The Man Behind the Annual Niles Dog Show!
Don Dewey knows Niles like the back of his hand. He was born in 1938 on Mission Blvd (at a maternity home; the closest hospital was in San Jose) and raised in Niles by his mother, Dorothea Dewey, and father John Thomas Dewey. Don’s grandfather came from Ohio in the early 1900’s. His mother, Dorothea, was born in San Lorenzo in 1911 and moved to Niles in 1913 when her father bought a ranch on Mission.
Don’s great-great-grandfather was John Harding, President Warren G. Harding’s nephew. Prior to 1909, there was no bridge crossing the Alameda Creek. John Harding owned a barge that he used to transport horses and buggies across the creek for travel to Sunol and Pleasanton. In 1909, a black steel bridge was built over the creek and named the Harding Bridge. Then, in 1948, the Harding Bridge was replaced by the Stanley Bridge. At the time, Don was 10 years old and was taken out of school to cut the ribbon on the new bridge.

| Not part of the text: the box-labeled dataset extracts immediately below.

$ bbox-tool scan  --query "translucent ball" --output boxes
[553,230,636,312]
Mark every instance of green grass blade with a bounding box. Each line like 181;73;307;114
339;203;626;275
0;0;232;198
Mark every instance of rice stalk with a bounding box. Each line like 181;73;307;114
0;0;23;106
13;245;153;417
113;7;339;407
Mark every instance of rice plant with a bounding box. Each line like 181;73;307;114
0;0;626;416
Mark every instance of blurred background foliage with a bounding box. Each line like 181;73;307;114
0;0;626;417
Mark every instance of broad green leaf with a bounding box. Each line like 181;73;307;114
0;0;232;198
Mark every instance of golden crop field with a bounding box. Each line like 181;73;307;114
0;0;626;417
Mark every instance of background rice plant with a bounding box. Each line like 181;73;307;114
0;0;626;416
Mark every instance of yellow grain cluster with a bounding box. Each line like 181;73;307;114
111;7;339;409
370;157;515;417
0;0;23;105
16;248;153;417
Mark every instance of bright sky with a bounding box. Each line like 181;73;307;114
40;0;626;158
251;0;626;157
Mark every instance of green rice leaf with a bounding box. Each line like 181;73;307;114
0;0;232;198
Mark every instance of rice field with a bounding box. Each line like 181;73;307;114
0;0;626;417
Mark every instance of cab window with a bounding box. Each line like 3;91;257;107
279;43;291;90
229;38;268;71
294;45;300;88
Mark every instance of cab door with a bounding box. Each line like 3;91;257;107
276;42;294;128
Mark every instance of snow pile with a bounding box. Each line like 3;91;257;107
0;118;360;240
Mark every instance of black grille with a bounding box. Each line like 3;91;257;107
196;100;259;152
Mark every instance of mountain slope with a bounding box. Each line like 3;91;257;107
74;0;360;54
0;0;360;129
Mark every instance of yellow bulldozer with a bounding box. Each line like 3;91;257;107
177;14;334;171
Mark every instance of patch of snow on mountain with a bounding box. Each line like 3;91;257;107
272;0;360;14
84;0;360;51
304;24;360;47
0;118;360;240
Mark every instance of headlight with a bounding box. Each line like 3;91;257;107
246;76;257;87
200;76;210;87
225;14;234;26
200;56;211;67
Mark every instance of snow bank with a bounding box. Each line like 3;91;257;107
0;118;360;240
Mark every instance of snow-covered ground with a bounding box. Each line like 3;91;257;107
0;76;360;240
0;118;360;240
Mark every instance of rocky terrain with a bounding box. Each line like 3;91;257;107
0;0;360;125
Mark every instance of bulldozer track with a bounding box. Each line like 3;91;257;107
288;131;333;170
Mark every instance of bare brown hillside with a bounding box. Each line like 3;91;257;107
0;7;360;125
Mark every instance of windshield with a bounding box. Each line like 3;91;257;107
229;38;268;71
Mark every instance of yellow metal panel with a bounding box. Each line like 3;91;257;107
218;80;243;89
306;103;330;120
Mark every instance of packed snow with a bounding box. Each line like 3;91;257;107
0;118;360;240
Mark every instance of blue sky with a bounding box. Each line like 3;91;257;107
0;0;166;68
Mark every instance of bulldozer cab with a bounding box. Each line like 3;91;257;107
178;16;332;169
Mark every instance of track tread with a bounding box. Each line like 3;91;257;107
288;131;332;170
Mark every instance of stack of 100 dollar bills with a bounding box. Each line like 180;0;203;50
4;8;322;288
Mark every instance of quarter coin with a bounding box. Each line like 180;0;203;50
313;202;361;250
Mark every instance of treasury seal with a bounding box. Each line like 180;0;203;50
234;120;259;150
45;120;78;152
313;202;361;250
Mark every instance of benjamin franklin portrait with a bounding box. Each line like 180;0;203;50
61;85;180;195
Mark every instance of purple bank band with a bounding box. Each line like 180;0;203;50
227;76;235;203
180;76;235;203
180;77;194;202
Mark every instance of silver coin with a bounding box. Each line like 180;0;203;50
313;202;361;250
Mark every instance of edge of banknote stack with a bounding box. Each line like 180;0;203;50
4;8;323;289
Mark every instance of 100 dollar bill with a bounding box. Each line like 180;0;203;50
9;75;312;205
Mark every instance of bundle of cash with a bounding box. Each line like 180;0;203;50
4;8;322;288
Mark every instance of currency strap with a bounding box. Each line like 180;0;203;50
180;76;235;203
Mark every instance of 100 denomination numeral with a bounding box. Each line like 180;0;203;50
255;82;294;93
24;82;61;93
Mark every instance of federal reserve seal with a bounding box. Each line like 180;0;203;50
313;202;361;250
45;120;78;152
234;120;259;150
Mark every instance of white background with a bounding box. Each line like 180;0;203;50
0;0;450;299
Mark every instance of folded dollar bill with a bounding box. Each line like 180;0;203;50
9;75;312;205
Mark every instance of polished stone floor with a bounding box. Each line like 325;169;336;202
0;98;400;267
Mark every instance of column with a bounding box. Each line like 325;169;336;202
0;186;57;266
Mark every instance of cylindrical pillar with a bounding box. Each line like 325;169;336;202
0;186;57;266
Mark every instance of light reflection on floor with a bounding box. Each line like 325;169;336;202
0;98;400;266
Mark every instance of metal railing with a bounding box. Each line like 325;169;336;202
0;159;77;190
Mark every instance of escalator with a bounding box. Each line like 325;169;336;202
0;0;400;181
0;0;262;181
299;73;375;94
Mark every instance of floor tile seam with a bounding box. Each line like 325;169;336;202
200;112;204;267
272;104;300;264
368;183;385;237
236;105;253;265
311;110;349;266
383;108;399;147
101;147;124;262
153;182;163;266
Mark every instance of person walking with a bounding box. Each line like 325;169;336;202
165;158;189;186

The back of the Vallejo Mills property belonged to his grandfather. It was given to him as compensation after he was blinded in an industrial accident. His grandmother owned a cabin on the property; Don remembers the rope from the cabin to the outhouse that helped his grandfather find his way after he was blinded. During the Essanay Studio days, the crew would give his grandmother $3 so that she could take the Peerless bus and trolley into Oakland for shopping at Montgomery Wards. While she was gone, they would use the cabin for the movies they were filming.
Fast-forward to 1998: The Niles Main Street Association was looking for an event to sponsor in July of that year. Gene Keller, the promotional director for NMSA, called Don and said that his name “kept coming up” as the person who could organize and stage the event, which was to be Niles’ first annual Dog Show.
Don said, “Well, I guess I can put together a little something…” He immediately called Carol Spindler, Natalie Munn, and Deb Carey for help. Together, they obtained permits from the City of Fremont to stage the Dog Show at the 3rd Street Park, and gathered some vendors together—Boss Hogg’s BBQ for food, and other vendors for T-shirts and “dog stuff.”
They borrowed 25 bales of hay to create the dog show arena. What Don learned that year, and never forgot it, was to ask the City of Fremont to turn off the sprinklers for that day! This year, he is borrowing 60 bales of hay—the Dog Show has grown into its 16th year!
He shakes his head and smiles, and says “I couldn’t do it all without George, Deb and Natalie, and so many other folks in town who happily give their time each year for that Dog Show.”
Don’s buddy, Bo, a cattle dog, was his sidekick at the Dog Show for 17 years. He helped the show set up on Friday nights, but never got entered into a show! He was in therapy for a few years over that, but recovered his dignity when the organizers created the “Bo Dewey Cup for Best in Show,” which is still awarded today and is etched with the name of each year’s winner. Don’s new sidekick is Chili, whom you will find setting up the dog show with his master on Friday night and training people to spoil him with treats. The Niles Dog Show gives 60% of its profits for spaying and neutering dogs, cats, and rabbits in the City of Fremont.
Don has owned the Turquoise Shop in downtown Niles for 14 years and offers beautiful turquoise jewelry, baskets, pottery, rugs, and blankets—all authentic Indian crafts, mostly from the Navajo, Zuni, and Hopi Reservations in the Southwest. Two or three times a year, he flies to Albuquerque, rents a car, and drives 140 miles to Gallup, New Mexico, where he picks out hand-made crafts and unusual stones, such as opals, onyx, and amber, to display for sale at his shop.
Don has served on the NMSA board, on and off, for 15 years. He has also been a member of the Niles Canyon Homeless Task Force for the City of Fremont for 19 years and still works with the homeless, many of whom help with the NMSA and Merchants’ Association events throughout the year.
Nowadays, you’ll often find Don out in front of his shop with friends, solving tough political issues and critical world problems. Actually, he says, at their age, it’s mostly a communal report about the latest hip replacement surgeries, cataract surgeries, and what’s for dinner.
You’ll find Don at the Niles Dog Show this July 19th, Saturday, feverishly staging the contests and other doggish proceedings that will be taking place.